昨夜の事件は柏木提督を初めとする一部関係者だけの極秘事項となっていた。そうとも知らず、艦娘達は朝から大騒ぎである。お年玉を頼む者。寝正月の者。餅を食べまくる者。遊ぶ者。等々様々だ。護衛艦みらいでも、給養科がつきたての餅を配るなど正月らしさが感じられていた。
1000 横須賀鎮守府 会議室
正月早々、昨夜の深海棲艦の事について会議が行われていた。
スクリーンに迎撃したF35の暗視カメラ画像が映される。音声は収録されてないが、確かに小松からの報告の通りチャフらしきものを撒き、ミサイルを回避しているのが映っていた。映像が終わり柏木が話始めた。
「ご覧の通りだ。まだ、定かではないが…。仮に深海棲艦の爆撃機だとすると、戦闘が厳しくなるだろう。」
その言葉は、深海棲艦が近代兵器を入手した可能性があることを示していた。
「提督、仮に近代兵器を入手した可能性があるとして我々が対処すべき方法は?」
と、護衛艦 あまぎり の岸 涼子艦長が尋ねる。彼女は国防海軍護衛艦で3人いる女性艦長の一人だ。防衛大学を女性幹部候補生トップで卒業。尖閣紛争時は後方支援に当たっていたが、前任の海老名艦長から抜擢されて現在に至っている。

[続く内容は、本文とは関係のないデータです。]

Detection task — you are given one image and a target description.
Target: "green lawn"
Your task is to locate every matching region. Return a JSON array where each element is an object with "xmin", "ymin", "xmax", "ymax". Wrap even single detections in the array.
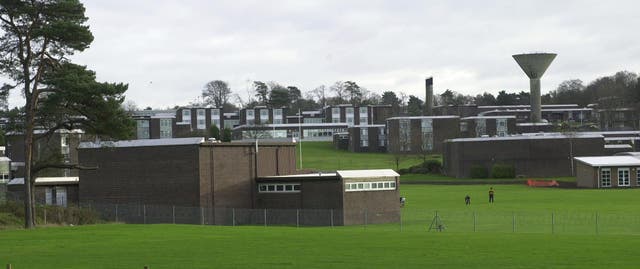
[
  {"xmin": 296, "ymin": 142, "xmax": 422, "ymax": 171},
  {"xmin": 0, "ymin": 221, "xmax": 640, "ymax": 269},
  {"xmin": 0, "ymin": 185, "xmax": 640, "ymax": 269}
]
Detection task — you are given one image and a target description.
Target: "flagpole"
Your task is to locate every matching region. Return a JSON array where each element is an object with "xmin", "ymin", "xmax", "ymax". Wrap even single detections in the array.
[{"xmin": 298, "ymin": 109, "xmax": 302, "ymax": 170}]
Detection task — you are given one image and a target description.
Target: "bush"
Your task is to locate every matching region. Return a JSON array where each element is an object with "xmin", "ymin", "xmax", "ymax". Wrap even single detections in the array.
[
  {"xmin": 491, "ymin": 164, "xmax": 516, "ymax": 178},
  {"xmin": 469, "ymin": 164, "xmax": 489, "ymax": 178}
]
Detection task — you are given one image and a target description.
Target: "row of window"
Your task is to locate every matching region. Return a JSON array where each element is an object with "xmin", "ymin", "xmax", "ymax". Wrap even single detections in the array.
[
  {"xmin": 258, "ymin": 183, "xmax": 300, "ymax": 192},
  {"xmin": 600, "ymin": 168, "xmax": 640, "ymax": 187},
  {"xmin": 344, "ymin": 181, "xmax": 396, "ymax": 192}
]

「近代兵器を持つ護衛艦娘達の出番。かもしれないな。だが、我々護衛艦隊の運用も必要不可欠だ。その事は皆も承知してもらいたい。」
正月早々の緊急会議が終わり、会議室から各艦の艦長らが退出していく。角松も出ようとしたとき、岸艦長から声をかけられた。
1230 護衛艦 あまぎり 艦長室
岸に誘われ、角松は あまぎり で話をしながら昼食を取ることとなった。
「質素な食事ですが、どうぞ。」
と、昼食が出される。焼き魚に吸い物 漬け物 に赤飯 そしてお煮しめ。
岸と角松は昼食を取りながら、話を始めた。
「提督の発言は、力がありましたね。」
「ええ。」
「角松艦長、あなた方が別の世界から来たと言うことは提督から聞きました。艦これというゲームが存在する世界からと…。」
その言葉に角松は息を飲んだ。
「…ええ、その通りです。我々はあなた方と違う世界からやって来た。」
「その艦これというゲームは深海棲艦が出てきますよね?そのなかに昨夜の機体はありましたか?」
「いえ、現時点では調査中です。」
「そうですか。でも、よかった。」
「えっ?」
「あなた方が我々の力になってくださっていること。これ迄の戦闘データから見てきました。見ての通りこの艦は旧型です。イージスシステムなんて最新の防空システムなんてない。でも、我が横須賀の対潜能力では一番です。」
「もし、よろしければ次の作戦時に同伴したいです。」と、岸は深々と頭を下げた。角松はこれ迄の戦闘を振り返り尋ねた。
「覚悟は出来ているのか?」
角松が心配したことはひとつ。梅津艦長時代の時に、同伴していた護衛艦 あらなみ が撃沈されたからだ。
「皆、覚悟は出来ています。」
岸は呟いた。別れ際、タラップを降りる際に角松は 護衛艦 あまぎり の様子を見た。我々護衛艦 みらい より3世代も前の艦だ。だが、熱意は熱く感じられた。艦全体の士気最高潮。女性艦長といっても、同じ人間。これ迄、あまぎり は旧型扱いばかり受けていたためほぼ練習艦同様の扱いを受けていた。それを克服し、再度、日本の盾になりたいと名乗り出たのだった。